A few general questions about Elasticsearch

arisbanach · February 19, 2018, 3:27am

I've been curious about a few aspects of Elasticsearch I was hoping I could get some answers to:

What is the best way to deal with queries that bring down the entire cluster by causing Elasticsearch to run out of memory? I have a cluster of three master-eligible nodes and it goes down for this reason sometimes. Is this a reason to have a dedicated master node?
The docs for Elasticsearch talk about the benefits of clustering, but they only mention it solving the problem of when a node goes offline for some reason. However, I've had my cluster go down pretty much just from running out of memory. Because the cluster distributes the queries to each node, the whole thing goes down instead of just one or two nodes. So does the clustering benefit only apply to other types of issues?
Are there benefits to a distributed architecture other than providing a solution for if a node goes down? I know it lets you scale horizontally as well, but does it allow better performance in some ways too?
When my cluster goes down from running out of memory, I have been SSHing into each node and restarting the service. That works fine, but I'm wondering if there is a better way. It would be nice to do that all at once.

Any help would be greatly appreciated. Thank you!

warkolm · February 19, 2018, 3:29am

What are your queries? Are you getting OOM in the logs, can you share the log? What version are you on? What heap size? Java version, OS? What are you using for monitoring things?

arisbanach · February 19, 2018, 4:03am

They were fairly large queries. One, for example, was for an aggregation of unique terms with a cardinality of about 1.3 million. I had previously broken it up using partitions and had my client code cycle through them and do the math later, but it would be nice to just have it given all at once.

I don't have the logs in front of me, but when the cluster goes down I SSH into a node and the Elasticsearch logs have a JAVA HEAP error there in regard to memory. I'm on Elasticsearch 6.2, JDK 1.8, Ubuntu 16, total of 4GB per node and have Elasticsearch memory locked at 2GB. I know that's under recommendations for the memory size but I cant currently scale up at all for... reasons.

We're mainly just beta testing now so the monitoring is pretty much "hey my query didn't work. yep, Elasticsearch is down."

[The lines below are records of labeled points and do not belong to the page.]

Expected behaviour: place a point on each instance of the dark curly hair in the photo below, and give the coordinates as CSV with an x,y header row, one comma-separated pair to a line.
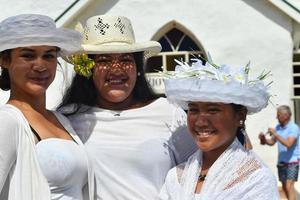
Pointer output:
x,y
5,56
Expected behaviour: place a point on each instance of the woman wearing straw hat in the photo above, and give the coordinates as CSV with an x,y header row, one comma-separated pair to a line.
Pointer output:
x,y
134,136
217,99
41,157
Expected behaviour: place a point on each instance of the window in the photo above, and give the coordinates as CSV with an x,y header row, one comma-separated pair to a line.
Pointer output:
x,y
177,43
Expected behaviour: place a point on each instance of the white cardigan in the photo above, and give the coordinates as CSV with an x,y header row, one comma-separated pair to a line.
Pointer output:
x,y
20,173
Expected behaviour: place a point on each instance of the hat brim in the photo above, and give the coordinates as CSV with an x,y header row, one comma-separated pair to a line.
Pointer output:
x,y
67,40
185,90
150,47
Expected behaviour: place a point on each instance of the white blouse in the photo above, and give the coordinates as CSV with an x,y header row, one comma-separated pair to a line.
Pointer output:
x,y
132,150
65,167
26,166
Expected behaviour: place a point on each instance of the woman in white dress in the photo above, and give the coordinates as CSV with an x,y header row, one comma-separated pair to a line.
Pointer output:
x,y
217,99
133,136
41,157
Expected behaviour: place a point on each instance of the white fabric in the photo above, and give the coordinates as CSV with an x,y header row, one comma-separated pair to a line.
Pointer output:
x,y
33,29
20,174
65,167
237,174
210,83
133,149
113,34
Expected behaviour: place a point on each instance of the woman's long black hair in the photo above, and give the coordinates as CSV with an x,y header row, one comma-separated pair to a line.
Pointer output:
x,y
83,91
4,77
240,134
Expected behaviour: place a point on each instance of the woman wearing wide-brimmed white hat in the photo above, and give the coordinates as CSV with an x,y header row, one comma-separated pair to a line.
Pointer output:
x,y
41,157
218,99
133,136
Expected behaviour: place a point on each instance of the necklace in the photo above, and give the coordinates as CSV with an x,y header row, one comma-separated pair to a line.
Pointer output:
x,y
201,177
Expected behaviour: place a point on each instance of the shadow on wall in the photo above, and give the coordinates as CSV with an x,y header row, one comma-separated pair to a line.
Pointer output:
x,y
271,12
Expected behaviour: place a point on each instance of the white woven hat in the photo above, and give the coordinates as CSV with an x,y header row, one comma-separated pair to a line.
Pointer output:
x,y
33,30
105,34
212,83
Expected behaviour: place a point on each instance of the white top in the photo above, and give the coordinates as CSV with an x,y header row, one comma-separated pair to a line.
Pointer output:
x,y
133,149
237,174
65,167
21,175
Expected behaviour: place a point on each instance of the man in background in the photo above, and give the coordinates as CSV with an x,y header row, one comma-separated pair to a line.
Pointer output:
x,y
286,134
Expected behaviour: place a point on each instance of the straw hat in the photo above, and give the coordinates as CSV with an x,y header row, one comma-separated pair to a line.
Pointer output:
x,y
33,30
212,83
105,34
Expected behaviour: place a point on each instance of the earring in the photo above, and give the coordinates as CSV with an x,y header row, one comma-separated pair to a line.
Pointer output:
x,y
242,123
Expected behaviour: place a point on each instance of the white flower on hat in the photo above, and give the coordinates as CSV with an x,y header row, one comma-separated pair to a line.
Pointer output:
x,y
212,83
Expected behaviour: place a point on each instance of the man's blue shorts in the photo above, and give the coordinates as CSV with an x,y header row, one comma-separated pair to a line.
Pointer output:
x,y
288,171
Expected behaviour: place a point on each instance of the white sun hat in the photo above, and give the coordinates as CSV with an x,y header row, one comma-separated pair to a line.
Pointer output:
x,y
34,30
212,83
105,34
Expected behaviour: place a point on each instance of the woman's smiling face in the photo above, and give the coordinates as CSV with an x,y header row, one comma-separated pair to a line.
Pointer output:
x,y
213,125
31,69
114,76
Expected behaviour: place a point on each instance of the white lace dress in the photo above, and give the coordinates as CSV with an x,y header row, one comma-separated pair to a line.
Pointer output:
x,y
237,174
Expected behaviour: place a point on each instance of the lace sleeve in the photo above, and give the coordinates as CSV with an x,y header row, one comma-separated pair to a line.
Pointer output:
x,y
262,185
8,145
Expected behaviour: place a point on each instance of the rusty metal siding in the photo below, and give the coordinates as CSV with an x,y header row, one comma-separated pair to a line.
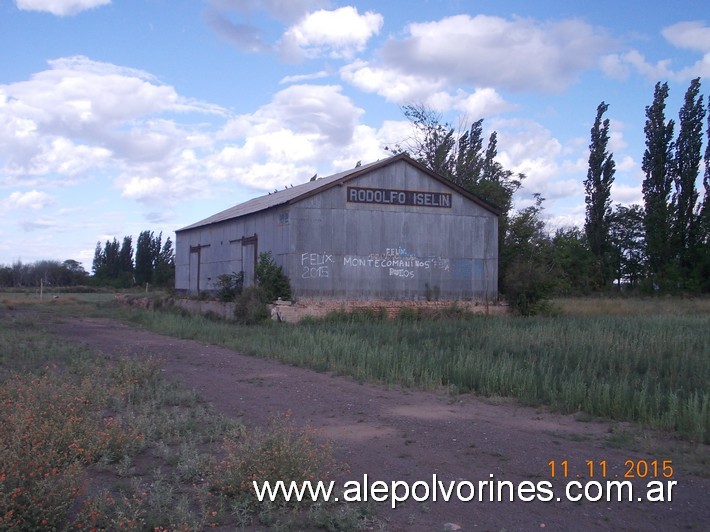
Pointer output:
x,y
332,248
347,250
227,247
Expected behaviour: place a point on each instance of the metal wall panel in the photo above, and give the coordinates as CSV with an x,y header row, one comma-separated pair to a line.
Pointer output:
x,y
333,248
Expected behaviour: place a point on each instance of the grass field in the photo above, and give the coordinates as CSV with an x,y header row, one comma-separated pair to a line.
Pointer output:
x,y
92,443
69,415
599,358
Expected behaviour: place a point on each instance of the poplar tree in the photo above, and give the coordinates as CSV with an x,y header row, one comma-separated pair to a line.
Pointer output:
x,y
597,186
657,166
688,158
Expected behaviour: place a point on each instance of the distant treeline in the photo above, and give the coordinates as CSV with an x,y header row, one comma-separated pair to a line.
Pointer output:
x,y
43,272
154,262
114,265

warkolm · February 19, 2018, 4:07am

You probably already know this, but;

And;

Won't play well.

It'd be super handy if you had logs available, as the circuit breakers should have stopped this. But my guess is that it's OOMing before it even hits that part while it tries to figure if it'll cross the breakers. Which is a catch-22, and a theory only.

arisbanach · February 19, 2018, 2:47pm

Yeah, I could guess =) Not up to me how much memory we have though.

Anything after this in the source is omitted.